Jooli Atkins FBCS CITP and Susanna Way MBCS look at step eight in the Kotter eight step process of successful change.

Reinforce the changes in ‘business as usual’ so that they will, over time, become ‘what we do’. We all know of people in organisations that spend much of their time finding ways of avoiding carrying out a process or using a system correctly. 

They usually begin that as soon as the change is implemented. If they are never challenged nor have their new learning reinforced, their workaround ways can become the only way they know and you’ve no chance of coming back from that. 

L&D can incorporate the new ‘ways of working’, whether skills, processes or behaviours, into their business as usual learning solutions and reinforce best practice at all stages.

We wanted to add some words here, lifted directly from the Kotter’s website that highlights something VERY important when it comes to cultural change:

'This is why cultural change comes in Step 8, not Step 1.

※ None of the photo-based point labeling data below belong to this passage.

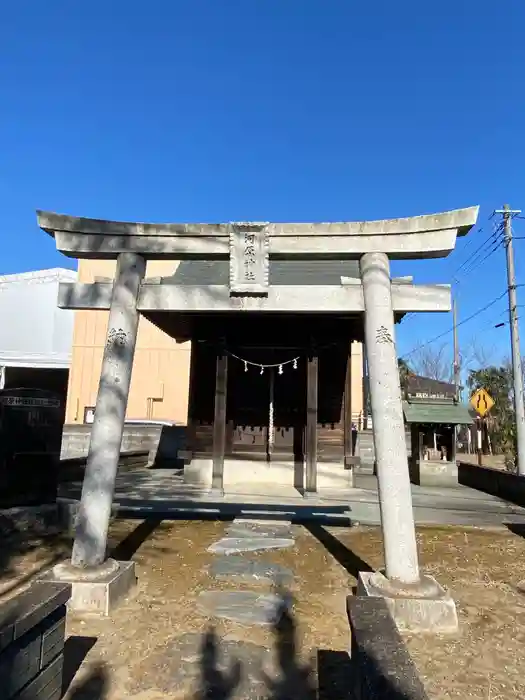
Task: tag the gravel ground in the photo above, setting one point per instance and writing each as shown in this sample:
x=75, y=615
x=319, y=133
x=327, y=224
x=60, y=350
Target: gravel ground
x=159, y=644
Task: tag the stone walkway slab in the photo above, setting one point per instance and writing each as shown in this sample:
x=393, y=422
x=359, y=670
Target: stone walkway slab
x=246, y=607
x=237, y=545
x=239, y=568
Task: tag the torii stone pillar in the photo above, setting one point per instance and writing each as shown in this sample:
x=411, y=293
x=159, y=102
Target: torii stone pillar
x=89, y=561
x=417, y=602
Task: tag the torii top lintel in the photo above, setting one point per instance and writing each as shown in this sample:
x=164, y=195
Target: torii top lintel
x=427, y=236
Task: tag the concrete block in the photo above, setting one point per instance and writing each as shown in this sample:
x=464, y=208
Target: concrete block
x=199, y=473
x=96, y=594
x=423, y=607
x=434, y=473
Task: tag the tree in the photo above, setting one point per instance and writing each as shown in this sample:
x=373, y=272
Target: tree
x=404, y=374
x=501, y=421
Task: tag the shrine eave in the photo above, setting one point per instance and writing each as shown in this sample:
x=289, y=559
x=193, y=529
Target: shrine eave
x=424, y=236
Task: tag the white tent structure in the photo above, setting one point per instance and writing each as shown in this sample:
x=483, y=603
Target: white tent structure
x=34, y=332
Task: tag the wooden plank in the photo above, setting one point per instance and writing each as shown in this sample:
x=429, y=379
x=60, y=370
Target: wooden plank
x=312, y=371
x=219, y=422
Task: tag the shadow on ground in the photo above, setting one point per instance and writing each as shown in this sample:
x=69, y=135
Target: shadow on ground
x=348, y=559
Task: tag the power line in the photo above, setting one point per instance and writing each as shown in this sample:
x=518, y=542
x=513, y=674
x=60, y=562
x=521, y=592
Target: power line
x=466, y=320
x=476, y=260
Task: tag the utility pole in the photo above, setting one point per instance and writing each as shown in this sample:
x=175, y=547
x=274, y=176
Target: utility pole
x=457, y=368
x=519, y=408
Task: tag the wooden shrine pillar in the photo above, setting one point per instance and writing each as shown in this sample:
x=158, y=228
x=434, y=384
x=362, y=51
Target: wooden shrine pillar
x=219, y=421
x=347, y=409
x=312, y=372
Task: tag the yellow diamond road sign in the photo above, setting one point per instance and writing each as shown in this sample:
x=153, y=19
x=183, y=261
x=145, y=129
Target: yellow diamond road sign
x=482, y=401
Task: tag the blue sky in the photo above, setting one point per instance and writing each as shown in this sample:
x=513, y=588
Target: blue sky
x=269, y=110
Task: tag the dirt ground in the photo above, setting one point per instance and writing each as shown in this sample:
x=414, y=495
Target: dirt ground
x=144, y=651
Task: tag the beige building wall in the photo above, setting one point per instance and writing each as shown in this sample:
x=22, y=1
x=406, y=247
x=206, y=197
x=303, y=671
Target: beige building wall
x=160, y=380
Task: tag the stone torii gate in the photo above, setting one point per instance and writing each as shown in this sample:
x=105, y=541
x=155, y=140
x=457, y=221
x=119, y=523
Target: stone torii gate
x=416, y=601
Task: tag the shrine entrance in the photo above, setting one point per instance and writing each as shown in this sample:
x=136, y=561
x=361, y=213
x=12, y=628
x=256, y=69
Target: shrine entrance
x=266, y=404
x=270, y=400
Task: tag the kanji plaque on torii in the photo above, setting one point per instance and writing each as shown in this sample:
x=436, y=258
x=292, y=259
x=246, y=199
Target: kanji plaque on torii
x=482, y=402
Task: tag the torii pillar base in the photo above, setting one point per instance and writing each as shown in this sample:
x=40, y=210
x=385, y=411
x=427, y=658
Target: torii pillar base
x=421, y=607
x=97, y=590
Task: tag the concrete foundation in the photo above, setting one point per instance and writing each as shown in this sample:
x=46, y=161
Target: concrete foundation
x=434, y=473
x=242, y=472
x=421, y=607
x=96, y=591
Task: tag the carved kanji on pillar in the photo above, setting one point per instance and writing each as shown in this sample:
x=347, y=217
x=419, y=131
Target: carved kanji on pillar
x=249, y=259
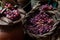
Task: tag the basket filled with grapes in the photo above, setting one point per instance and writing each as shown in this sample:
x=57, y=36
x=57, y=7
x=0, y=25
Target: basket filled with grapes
x=39, y=22
x=11, y=14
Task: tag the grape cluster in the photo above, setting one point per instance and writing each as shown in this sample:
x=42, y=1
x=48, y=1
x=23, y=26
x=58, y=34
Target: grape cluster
x=46, y=7
x=11, y=12
x=42, y=23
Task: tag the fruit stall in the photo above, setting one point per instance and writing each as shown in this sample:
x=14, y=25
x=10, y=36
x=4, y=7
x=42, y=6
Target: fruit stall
x=29, y=20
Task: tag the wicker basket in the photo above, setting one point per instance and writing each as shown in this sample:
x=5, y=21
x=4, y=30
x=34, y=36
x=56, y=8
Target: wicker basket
x=38, y=35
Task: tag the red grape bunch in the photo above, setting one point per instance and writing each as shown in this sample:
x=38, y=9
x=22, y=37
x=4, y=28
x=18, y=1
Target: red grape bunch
x=42, y=23
x=11, y=12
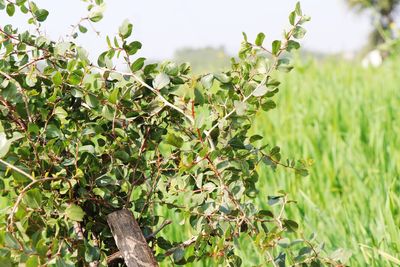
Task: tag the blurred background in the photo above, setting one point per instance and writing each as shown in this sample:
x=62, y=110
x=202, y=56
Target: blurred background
x=340, y=106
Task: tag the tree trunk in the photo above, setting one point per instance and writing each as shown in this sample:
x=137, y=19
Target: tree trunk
x=130, y=240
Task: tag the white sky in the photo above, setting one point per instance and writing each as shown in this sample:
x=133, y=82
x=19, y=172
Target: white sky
x=163, y=26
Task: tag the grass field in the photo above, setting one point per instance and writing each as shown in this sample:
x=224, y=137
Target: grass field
x=346, y=118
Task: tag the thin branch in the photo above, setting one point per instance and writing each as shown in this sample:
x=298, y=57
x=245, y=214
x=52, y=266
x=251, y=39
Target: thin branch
x=156, y=92
x=184, y=244
x=22, y=194
x=18, y=170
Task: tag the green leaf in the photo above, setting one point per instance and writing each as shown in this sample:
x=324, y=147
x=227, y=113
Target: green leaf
x=41, y=14
x=299, y=32
x=178, y=255
x=82, y=29
x=173, y=140
x=10, y=9
x=125, y=30
x=6, y=143
x=114, y=95
x=255, y=138
x=108, y=112
x=92, y=101
x=92, y=253
x=133, y=47
x=33, y=261
x=260, y=91
x=292, y=18
x=33, y=198
x=260, y=39
x=96, y=16
x=161, y=81
x=57, y=79
x=138, y=64
x=268, y=105
x=222, y=77
x=291, y=226
x=207, y=81
x=74, y=212
x=276, y=47
x=240, y=107
x=292, y=45
x=10, y=241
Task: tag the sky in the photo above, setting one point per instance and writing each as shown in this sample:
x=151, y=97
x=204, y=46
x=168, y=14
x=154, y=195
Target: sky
x=164, y=26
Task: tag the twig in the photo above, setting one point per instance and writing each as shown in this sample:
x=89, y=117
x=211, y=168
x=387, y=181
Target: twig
x=118, y=255
x=162, y=226
x=156, y=92
x=184, y=244
x=17, y=170
x=22, y=194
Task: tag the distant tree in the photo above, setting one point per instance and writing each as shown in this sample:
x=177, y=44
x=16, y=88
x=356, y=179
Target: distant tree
x=383, y=13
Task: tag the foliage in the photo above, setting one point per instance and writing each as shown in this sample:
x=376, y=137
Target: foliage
x=81, y=139
x=203, y=59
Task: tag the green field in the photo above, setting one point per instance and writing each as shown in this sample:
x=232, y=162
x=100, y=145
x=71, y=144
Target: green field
x=346, y=119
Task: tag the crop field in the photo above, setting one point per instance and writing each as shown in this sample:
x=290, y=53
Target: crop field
x=346, y=119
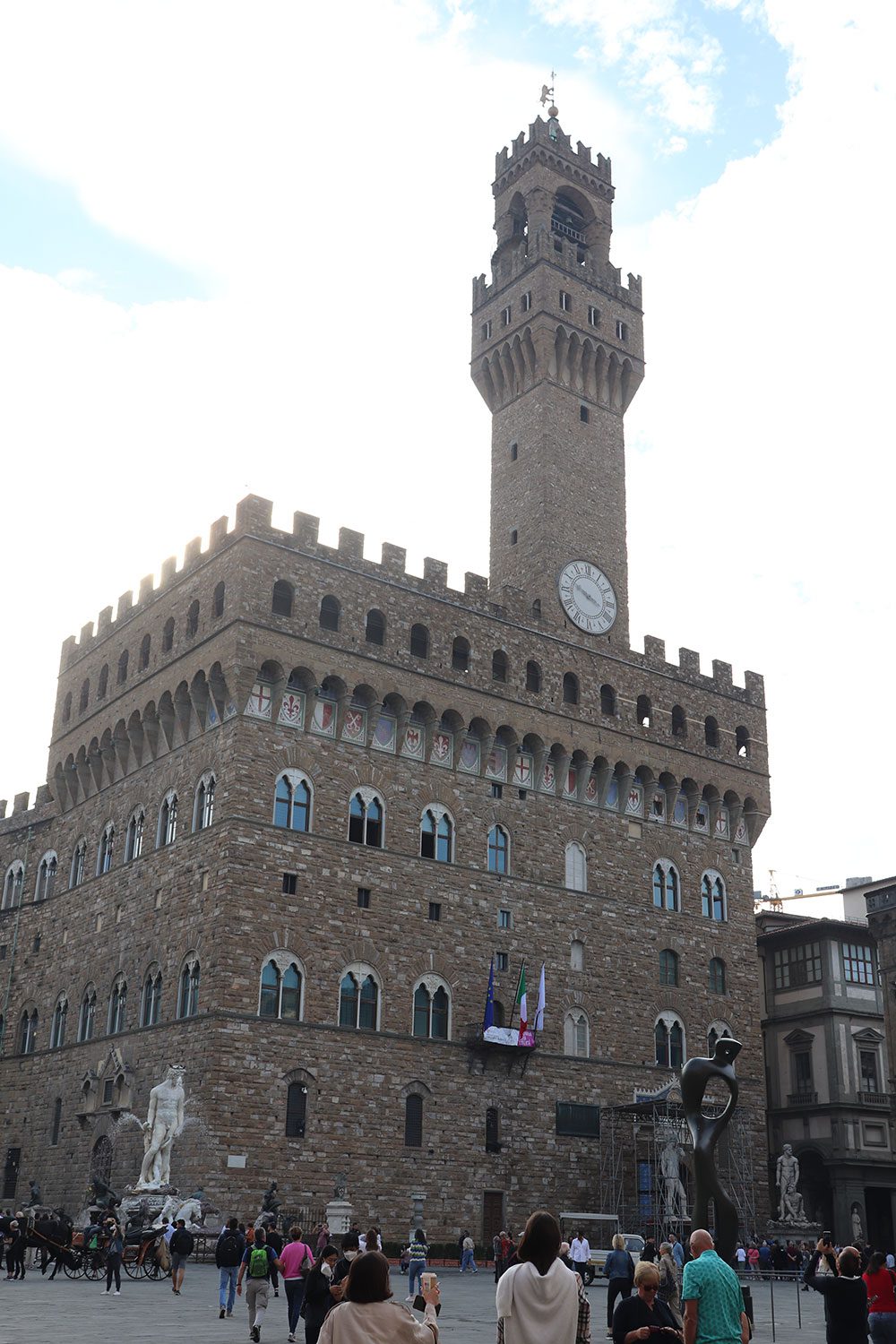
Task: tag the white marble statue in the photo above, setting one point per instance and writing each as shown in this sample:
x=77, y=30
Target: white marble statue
x=164, y=1121
x=675, y=1191
x=790, y=1209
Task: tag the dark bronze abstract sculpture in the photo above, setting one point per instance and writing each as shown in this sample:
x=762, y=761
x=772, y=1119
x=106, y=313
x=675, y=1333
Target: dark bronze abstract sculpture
x=705, y=1132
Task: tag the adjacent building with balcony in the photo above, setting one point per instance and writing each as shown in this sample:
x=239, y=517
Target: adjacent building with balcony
x=828, y=1070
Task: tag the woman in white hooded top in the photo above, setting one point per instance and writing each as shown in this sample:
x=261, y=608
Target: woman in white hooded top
x=540, y=1298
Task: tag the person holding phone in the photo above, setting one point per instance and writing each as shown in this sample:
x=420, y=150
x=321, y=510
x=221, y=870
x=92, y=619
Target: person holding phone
x=643, y=1316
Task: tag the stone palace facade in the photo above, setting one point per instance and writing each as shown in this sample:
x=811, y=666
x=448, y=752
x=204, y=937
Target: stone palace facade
x=297, y=800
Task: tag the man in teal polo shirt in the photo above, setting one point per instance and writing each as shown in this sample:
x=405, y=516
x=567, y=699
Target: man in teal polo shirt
x=712, y=1298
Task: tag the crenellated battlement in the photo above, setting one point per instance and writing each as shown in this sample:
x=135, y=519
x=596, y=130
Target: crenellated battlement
x=540, y=136
x=543, y=246
x=508, y=604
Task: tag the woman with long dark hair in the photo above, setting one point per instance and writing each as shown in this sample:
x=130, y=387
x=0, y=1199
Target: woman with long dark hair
x=368, y=1314
x=538, y=1298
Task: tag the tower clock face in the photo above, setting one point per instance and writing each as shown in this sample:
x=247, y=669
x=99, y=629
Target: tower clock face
x=587, y=597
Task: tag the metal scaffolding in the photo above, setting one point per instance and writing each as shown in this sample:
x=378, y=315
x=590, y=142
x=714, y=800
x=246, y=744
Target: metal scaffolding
x=646, y=1164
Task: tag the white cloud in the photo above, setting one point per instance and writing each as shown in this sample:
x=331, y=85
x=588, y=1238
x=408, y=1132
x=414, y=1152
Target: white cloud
x=665, y=56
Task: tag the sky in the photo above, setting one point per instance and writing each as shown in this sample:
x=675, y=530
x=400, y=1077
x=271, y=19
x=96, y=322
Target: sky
x=236, y=255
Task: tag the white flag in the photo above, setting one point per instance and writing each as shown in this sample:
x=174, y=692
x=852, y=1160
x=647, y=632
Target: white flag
x=538, y=1011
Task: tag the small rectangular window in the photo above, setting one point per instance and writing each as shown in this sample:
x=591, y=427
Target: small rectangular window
x=583, y=1121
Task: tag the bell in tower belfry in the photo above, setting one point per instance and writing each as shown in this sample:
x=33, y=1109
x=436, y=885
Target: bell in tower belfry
x=557, y=355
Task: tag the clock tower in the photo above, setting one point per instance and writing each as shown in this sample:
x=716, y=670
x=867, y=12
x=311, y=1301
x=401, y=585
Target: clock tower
x=557, y=355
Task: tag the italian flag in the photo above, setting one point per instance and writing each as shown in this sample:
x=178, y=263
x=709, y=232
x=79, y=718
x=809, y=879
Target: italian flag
x=520, y=1002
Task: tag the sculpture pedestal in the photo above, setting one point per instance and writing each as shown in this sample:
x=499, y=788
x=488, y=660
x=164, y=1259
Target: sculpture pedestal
x=339, y=1217
x=794, y=1231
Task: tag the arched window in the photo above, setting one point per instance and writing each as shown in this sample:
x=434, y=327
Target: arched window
x=366, y=816
x=281, y=602
x=492, y=1131
x=167, y=832
x=576, y=867
x=293, y=801
x=460, y=655
x=669, y=1037
x=437, y=835
x=78, y=860
x=134, y=836
x=575, y=1032
x=204, y=808
x=107, y=849
x=58, y=1024
x=29, y=1032
x=56, y=1123
x=712, y=892
x=359, y=999
x=718, y=1031
x=88, y=1015
x=375, y=628
x=13, y=884
x=281, y=988
x=296, y=1110
x=498, y=849
x=117, y=1005
x=432, y=1010
x=667, y=886
x=46, y=876
x=151, y=999
x=669, y=968
x=188, y=988
x=330, y=613
x=419, y=642
x=413, y=1121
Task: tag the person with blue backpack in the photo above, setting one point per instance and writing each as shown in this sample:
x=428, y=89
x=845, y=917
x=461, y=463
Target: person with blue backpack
x=257, y=1265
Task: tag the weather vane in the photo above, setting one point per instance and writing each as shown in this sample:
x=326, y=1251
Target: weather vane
x=547, y=91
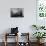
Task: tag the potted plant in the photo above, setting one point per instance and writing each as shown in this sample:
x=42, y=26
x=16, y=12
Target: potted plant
x=39, y=36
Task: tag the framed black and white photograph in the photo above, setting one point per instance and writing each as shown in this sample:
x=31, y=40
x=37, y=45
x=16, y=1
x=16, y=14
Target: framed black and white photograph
x=17, y=12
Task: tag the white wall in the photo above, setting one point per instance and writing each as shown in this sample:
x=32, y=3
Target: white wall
x=24, y=24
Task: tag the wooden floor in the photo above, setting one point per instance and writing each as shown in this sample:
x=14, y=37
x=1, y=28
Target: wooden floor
x=13, y=44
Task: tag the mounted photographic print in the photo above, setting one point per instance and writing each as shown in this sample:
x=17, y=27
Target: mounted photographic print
x=17, y=12
x=41, y=8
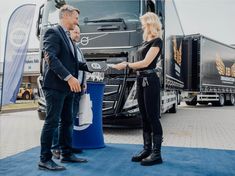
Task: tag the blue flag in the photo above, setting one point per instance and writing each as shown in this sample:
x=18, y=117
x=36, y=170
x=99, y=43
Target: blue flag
x=17, y=37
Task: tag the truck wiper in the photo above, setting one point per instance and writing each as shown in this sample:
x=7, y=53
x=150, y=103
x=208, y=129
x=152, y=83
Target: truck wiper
x=107, y=20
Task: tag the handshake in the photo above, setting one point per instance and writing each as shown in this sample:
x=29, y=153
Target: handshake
x=119, y=66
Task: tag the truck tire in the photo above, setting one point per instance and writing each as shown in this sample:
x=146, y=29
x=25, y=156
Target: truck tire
x=221, y=101
x=232, y=100
x=26, y=96
x=203, y=102
x=173, y=109
x=191, y=103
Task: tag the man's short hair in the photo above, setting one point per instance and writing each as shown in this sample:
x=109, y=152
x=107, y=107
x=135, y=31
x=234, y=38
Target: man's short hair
x=67, y=9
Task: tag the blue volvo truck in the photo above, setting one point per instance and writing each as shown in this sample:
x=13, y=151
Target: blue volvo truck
x=111, y=32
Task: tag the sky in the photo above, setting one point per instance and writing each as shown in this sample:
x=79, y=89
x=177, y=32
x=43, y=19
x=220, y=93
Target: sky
x=212, y=18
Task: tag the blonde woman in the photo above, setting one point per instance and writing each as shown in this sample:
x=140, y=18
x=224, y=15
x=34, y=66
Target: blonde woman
x=148, y=89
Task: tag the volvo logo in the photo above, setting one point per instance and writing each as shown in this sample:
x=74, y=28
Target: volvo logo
x=96, y=66
x=84, y=41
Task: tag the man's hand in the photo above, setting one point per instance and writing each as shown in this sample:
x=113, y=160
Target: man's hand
x=74, y=84
x=120, y=66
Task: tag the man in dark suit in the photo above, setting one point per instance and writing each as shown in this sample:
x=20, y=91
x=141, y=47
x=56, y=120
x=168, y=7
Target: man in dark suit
x=75, y=36
x=59, y=84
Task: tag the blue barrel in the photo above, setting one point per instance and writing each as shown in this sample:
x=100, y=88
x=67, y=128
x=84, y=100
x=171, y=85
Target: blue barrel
x=91, y=136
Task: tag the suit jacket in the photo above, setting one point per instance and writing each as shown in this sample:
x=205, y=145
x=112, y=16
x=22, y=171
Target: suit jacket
x=83, y=61
x=62, y=62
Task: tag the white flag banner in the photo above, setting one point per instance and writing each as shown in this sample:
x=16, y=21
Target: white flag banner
x=17, y=37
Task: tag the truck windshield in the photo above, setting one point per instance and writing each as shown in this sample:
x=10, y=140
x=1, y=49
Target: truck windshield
x=128, y=10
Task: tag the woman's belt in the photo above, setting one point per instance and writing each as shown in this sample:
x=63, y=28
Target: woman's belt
x=145, y=72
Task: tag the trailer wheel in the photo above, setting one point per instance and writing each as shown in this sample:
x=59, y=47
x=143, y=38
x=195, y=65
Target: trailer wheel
x=173, y=109
x=26, y=96
x=232, y=100
x=221, y=101
x=191, y=103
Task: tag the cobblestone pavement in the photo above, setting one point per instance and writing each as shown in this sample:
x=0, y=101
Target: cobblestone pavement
x=201, y=126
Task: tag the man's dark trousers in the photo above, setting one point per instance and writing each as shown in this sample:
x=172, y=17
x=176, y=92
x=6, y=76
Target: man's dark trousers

Some general rules about cultural change include:

  • Cultural change comes last, not first
  • You must be able to prove that the new way is superior to the old
  • The success must be visible and well communicated
  • You will lose some people in the process
  • You must reinforce new norms and values with incentives and rewards including promotions
  • Reinforce the culture with every new employee.'

Tradition is a powerful force. We keep change in place by creating a new, supportive and sufficiently strong organisational culture. A guiding coalition alone cannot root change in place no matter how strong they are. It takes the majority of the organisation truly embracing the new culture for there to be any chance of success in the long term.

If we pay attention to change, and the dynamics that surround it, and engage with those people who can help - but keep in mind that to many change is painful - then we will have a far better chance of making the changes that we need in order to support effective business change.